Tim Woozley calmly told Cricket the area was not considered safe and both the survivors and the Air America helicopters were vulnerable. He went on to say it was all right with us if the Air Force made the rescue, but we were not going to hang around and watch.
There was a minute delay and Cricket told us to make the rescue. The Bell went in first and we acted as SAR for him. I could see the hoist go down and one survivor place himself in the horse collar. But, the hoist didn’t go up. I could see the survivor waving his arms, but the hoist remained below the helicopter.
I called on the radio to the Bell asking if there was a problem. There was no answer. There was definitely a problem. The hoist on the Bell was not as good as the one on the H-34 and failures were more common. It had failed at an inopportune time and the flight mechanic could not bring the survivor up by hand. A comedy of errors had now occurred. Not only had the hoist failed but the radios failed as well. The flight mechanic was trying to signal the survivor the hoist had failed and he needed to get off to allow another helicopter to complete the pick up.
The survivor was not about to get off. He had survived being shot down and the bail out in enemy territory and he was now being rescued, or so he thought. He was not getting off now. No way!
Finally, he realized what the situation was and he released himself very reluctantly I was told later. I didn’t know for sure what was happening because the Bell could not communicate, but I figured the hoist had failed and I moved in over the survivor when the Bell moved off. The terrain was high enough to require maximum power to hover out of ground effect. Woozley was watching over me. I eased in slowly making sure I had room to move off and not hit the trees if I settled.
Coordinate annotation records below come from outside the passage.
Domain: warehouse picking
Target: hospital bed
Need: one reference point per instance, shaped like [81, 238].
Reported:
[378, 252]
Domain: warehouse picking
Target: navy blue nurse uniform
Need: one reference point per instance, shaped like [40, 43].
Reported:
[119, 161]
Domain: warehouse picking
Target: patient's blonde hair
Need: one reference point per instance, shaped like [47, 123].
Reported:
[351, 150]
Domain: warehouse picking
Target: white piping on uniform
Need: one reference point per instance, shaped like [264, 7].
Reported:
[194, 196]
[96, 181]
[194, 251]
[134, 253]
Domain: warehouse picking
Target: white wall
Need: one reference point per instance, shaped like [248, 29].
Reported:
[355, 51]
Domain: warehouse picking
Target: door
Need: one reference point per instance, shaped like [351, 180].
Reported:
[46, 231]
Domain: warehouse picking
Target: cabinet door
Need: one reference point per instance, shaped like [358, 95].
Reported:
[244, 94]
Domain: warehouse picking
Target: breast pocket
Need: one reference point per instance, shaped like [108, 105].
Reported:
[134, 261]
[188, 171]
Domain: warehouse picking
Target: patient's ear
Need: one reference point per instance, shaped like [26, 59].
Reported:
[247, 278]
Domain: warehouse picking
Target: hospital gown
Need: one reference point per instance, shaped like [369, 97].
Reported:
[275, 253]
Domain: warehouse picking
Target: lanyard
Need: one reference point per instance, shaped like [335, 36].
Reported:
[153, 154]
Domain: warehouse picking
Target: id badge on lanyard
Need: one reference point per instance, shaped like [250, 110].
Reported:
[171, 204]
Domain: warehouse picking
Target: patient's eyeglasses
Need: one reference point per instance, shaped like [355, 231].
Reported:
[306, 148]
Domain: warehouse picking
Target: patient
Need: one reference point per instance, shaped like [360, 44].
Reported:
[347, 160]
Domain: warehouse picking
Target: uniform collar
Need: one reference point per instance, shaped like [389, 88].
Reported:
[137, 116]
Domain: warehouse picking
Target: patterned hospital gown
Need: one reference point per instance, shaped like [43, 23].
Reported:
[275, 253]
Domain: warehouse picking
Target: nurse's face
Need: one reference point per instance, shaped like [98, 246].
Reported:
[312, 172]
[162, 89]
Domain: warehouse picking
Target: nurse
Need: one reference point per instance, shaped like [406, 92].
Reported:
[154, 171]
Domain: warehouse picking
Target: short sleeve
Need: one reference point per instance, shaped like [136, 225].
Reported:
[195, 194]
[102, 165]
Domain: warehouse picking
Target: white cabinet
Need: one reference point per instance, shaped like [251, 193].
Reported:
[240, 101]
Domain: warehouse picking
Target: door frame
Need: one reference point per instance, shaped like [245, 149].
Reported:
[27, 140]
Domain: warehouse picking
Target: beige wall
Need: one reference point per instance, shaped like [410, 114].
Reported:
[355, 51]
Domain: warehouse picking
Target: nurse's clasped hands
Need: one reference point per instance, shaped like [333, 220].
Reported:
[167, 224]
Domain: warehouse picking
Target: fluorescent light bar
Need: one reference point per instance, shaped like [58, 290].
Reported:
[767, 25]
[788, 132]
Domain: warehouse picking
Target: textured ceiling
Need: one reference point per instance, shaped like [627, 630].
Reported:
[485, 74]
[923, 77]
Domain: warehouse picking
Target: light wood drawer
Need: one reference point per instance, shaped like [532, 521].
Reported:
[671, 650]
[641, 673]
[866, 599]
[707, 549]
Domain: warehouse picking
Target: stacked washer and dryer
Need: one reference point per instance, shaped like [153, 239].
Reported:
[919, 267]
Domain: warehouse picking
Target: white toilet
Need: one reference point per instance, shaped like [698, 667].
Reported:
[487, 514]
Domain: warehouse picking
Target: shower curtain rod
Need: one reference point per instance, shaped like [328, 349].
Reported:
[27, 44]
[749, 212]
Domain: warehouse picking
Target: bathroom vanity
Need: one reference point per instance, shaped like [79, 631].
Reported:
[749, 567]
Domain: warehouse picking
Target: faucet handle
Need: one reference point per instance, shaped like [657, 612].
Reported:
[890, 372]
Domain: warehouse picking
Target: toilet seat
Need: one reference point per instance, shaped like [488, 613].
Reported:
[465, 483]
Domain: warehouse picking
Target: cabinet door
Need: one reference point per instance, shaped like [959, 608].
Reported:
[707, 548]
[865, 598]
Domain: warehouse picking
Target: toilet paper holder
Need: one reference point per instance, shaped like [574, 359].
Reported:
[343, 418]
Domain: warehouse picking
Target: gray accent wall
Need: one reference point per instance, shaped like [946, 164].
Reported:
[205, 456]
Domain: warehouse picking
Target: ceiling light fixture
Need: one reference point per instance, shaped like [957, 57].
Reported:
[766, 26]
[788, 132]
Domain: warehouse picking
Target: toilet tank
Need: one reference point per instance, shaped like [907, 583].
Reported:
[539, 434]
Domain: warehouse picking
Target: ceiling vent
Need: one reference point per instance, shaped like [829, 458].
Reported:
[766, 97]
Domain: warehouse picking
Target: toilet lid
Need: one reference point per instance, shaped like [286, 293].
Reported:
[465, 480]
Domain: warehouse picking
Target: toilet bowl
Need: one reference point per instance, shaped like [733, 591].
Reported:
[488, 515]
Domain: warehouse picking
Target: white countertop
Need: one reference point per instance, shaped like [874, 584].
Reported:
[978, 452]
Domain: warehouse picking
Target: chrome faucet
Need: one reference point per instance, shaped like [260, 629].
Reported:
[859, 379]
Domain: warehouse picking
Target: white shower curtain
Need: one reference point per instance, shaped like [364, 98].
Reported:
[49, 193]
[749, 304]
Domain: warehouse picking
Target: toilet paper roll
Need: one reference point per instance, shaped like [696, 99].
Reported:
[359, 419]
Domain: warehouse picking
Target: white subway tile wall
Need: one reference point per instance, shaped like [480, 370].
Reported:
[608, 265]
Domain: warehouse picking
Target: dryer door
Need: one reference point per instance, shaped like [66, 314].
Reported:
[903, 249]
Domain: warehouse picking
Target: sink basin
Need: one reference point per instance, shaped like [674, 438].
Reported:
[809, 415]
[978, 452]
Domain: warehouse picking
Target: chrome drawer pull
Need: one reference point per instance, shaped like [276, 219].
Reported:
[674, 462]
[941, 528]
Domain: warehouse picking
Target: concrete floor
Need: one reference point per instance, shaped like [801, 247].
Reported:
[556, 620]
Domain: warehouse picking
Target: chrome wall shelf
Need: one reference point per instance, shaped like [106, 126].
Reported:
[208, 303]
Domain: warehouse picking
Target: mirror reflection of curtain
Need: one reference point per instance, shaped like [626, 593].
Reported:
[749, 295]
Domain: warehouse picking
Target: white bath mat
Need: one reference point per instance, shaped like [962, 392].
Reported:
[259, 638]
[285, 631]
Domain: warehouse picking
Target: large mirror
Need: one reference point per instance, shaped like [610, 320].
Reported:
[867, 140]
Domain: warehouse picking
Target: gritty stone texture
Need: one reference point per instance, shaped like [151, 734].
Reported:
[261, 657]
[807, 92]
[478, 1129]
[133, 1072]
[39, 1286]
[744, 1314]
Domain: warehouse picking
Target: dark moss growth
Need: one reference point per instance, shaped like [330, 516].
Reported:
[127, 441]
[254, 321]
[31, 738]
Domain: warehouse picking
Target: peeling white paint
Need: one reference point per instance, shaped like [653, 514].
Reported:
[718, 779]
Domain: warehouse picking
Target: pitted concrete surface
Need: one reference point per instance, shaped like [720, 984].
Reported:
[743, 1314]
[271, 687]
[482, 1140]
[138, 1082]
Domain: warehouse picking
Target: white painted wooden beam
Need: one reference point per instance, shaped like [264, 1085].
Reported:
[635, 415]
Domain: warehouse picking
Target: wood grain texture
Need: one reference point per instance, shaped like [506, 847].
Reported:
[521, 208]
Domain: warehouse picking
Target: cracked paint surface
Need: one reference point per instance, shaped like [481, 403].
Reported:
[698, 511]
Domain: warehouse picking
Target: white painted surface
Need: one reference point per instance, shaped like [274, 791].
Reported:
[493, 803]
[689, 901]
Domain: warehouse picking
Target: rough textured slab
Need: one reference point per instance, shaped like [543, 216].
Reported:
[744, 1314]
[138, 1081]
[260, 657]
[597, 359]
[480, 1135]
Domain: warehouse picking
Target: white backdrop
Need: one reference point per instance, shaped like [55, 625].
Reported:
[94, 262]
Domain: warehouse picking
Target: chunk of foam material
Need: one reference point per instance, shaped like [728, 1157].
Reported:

This was my second SAR in a little over a month. I had picked up Navy Lt. M.P. Hamilton in southern Laos after his A-7 Corsair had been shot down after a bombing run. We had experienced a lot of ground fire and had been hit in the rear fuselage. So, I was apprehensive and a sitting target above the trees. Filipino flight mechanic Romeo Nery had been with me that day.
I was able to establish a hover with some power left over. Filipino Flight Mechanic M.A. Leveriza was a professional. He directed me over the survivor while I established a stable hover looking at the horizon. Leveriza dropped the hoist and the survivor placed the horse collar around himself and Leveriza pulled him up. I went into forward flight and as soon as I had altitude and could visually see Woozley I told him to go after the second survivor, who was close by but a few hundred yards away.
Woozley’s pickup went the same way as mine and he joined with me and we took both survivors to LS-20A. We shook hands with them and we may have exchanged names, but I don’t remember doing it.
The Bell was already on the ground and fixed their radio. The OPS manager at 20 Alternate directed the Bell to take the survivors to Udorn where they had launched in their F4 Phantom.
About the time they got airborne the Air Force rescue helicopters arrived and demanded the Air America helicopter to turn around so they could take the survivors to Udorn. Short of murder Casterlin was not too keen on turning around, but he gave the survivors the information and allowed them to make the decision.
It took all of about two seconds. They declared they were rescued by Air America and they were going home with Air America. The Bell kept on going south to Udorn.
The Bell crew was treated royally when they arrived in Udorn. Woozley and I? We remained up country and kept on working unknown and unrewarded, but dinner had a better flavor that night when we finished the day’s work.
Several years later I was sent an official letter from the Department of the Air Force and informed the aircraft was a RF4C out of Udorn, Thailand. The pilots we rescued were Capt. F.P. Norton and Major C.A. Crawford. Their call sign was Bullwhip 01.